TD-DFT study of the excited-state potential energy surfaces of 2-(2'-hydroxyphenyl)benzimidazole and its amino derivatives.

In this study, we used TD-PBE0 calculations to investigate the first singlet excited state (S(1)) behavior of 2-(2'-hydroxyphenyl)benzimidazole (HBI) and its amino derivatives. We employed the potential energy surfaces (PESs) at the S(1) state covering the normal syn, tautomeric (S(1)-T(syn)), and intramolecular charge-transfer (S(1)-T(ICT)) states in ethanol and cyclohexane to investigate the reaction mechanisms, including excited-state intramolecular proton transfer (ESIPT) and intramolecular charge-transfer (ICT) processes. Two new S(1)-T(ICT) states, stable in ethanol and cyclohexane, were found for HBI and its amino derivatives; they are twisted and pyramidalized.
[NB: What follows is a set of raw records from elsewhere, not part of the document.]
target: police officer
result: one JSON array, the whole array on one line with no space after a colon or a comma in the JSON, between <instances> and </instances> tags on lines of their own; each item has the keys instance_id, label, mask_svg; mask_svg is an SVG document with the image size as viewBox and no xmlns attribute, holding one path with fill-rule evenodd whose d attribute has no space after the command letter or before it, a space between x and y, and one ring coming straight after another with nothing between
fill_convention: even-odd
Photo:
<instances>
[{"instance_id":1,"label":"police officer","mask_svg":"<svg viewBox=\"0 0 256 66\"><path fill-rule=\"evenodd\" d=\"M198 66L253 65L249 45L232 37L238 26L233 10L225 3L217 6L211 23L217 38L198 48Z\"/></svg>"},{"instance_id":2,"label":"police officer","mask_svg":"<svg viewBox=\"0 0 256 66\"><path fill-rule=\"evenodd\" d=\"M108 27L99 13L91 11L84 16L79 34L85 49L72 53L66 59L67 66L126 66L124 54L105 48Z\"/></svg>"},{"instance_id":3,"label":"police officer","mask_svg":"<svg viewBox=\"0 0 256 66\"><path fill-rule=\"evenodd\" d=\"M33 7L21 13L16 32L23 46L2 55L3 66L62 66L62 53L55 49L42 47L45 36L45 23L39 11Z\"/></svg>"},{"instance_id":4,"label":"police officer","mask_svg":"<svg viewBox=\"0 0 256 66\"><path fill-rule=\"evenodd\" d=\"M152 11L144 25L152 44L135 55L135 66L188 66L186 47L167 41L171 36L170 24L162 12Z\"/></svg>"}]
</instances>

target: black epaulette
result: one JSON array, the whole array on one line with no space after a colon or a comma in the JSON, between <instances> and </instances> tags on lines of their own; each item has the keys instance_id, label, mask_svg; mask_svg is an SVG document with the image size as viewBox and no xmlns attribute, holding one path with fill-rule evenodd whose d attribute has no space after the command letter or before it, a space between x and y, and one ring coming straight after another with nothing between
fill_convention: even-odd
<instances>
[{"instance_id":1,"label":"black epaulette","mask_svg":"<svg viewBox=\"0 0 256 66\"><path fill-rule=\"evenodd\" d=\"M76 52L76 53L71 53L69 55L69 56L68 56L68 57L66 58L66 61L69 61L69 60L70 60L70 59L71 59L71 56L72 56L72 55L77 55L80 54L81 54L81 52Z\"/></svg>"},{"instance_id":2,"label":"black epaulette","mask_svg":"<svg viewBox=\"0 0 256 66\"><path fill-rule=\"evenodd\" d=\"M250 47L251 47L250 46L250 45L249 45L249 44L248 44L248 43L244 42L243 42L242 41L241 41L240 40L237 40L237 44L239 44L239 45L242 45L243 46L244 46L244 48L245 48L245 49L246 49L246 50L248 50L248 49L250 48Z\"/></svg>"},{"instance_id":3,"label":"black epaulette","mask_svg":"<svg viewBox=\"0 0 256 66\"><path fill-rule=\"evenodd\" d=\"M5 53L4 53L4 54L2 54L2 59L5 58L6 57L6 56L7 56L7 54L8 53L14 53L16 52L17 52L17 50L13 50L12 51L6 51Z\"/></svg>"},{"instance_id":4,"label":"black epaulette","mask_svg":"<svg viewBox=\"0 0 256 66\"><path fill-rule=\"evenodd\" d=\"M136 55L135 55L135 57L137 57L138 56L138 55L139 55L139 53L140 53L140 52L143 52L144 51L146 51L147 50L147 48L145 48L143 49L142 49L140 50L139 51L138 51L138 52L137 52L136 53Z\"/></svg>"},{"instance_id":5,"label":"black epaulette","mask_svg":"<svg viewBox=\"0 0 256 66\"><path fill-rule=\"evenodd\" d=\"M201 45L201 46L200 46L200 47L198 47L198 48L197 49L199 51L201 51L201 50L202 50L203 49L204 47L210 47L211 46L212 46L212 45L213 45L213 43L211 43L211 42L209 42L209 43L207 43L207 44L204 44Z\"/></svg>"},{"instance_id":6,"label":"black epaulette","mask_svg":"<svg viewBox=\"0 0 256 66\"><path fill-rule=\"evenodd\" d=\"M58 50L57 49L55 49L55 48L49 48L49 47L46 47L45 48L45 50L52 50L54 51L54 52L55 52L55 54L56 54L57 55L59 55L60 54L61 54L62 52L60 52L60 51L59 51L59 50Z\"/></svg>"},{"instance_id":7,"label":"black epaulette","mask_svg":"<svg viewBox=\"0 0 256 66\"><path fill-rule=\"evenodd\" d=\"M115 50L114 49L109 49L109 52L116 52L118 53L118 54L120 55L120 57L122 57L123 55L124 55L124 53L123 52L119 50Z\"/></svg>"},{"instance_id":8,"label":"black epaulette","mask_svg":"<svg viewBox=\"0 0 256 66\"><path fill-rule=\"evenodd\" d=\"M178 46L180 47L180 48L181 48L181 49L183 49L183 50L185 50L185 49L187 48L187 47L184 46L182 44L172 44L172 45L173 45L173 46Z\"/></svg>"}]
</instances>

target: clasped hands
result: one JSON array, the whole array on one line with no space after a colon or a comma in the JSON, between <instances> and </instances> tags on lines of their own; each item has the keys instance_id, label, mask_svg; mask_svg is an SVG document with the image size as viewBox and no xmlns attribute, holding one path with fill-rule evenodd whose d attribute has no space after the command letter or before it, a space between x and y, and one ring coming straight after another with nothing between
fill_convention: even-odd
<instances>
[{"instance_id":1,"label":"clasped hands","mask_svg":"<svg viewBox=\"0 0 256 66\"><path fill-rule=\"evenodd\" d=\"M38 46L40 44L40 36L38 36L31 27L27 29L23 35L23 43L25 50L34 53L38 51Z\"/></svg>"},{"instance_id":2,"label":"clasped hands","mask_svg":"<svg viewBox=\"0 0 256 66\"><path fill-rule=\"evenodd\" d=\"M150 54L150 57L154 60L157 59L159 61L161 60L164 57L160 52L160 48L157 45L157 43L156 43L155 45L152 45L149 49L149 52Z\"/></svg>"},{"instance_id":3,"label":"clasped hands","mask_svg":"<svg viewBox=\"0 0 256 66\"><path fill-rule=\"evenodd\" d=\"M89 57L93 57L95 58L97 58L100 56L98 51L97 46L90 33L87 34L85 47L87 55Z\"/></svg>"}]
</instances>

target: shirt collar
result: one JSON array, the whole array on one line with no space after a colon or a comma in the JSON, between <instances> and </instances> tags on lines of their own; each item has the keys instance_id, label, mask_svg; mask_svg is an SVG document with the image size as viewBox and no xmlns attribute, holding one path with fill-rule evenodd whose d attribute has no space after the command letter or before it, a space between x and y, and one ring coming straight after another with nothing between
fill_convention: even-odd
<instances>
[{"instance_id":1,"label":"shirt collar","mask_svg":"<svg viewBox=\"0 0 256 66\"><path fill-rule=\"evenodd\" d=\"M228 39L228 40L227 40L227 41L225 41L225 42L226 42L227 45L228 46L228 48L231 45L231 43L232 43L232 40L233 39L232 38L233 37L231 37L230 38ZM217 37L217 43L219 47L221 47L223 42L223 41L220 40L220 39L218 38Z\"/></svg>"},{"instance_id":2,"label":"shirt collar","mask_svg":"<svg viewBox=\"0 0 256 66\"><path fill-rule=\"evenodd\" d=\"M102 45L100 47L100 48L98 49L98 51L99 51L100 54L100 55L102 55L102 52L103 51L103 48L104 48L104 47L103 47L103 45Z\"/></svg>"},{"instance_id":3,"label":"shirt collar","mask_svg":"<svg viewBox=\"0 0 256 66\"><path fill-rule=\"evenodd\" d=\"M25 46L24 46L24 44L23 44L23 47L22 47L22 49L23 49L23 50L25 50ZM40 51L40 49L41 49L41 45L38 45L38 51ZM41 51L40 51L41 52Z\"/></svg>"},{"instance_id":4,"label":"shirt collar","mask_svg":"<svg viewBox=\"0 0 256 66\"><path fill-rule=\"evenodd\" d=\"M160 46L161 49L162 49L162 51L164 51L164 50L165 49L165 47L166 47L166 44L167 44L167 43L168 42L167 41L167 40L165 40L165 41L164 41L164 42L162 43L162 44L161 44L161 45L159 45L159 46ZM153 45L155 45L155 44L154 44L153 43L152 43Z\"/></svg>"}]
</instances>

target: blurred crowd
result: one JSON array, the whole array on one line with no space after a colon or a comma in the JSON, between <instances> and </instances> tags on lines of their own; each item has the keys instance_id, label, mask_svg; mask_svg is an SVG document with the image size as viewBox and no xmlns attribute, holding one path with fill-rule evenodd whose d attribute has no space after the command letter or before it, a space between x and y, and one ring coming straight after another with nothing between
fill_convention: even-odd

The flat PES of the ICT process makes the S(1)-T(ICT) states accessible. The S(1)-T(ICT) state is effective for radiationless relaxation, which is responsible for quenching the fluorescence of the S(1)-T(syn) state. In contrast to the situation encountered conventionally, the S(1)-T(ICT) state does not possess a critically larger dipole moment than its precursor, S(1)-T(syn) state; hence, it is not particularly stable in polar solvents. On the basis of the detailed PESs, we rationalize various experimental observations complementing previous studies and provide insight to understand the excited-state reaction mechanisms of HBI and its amino derivatives.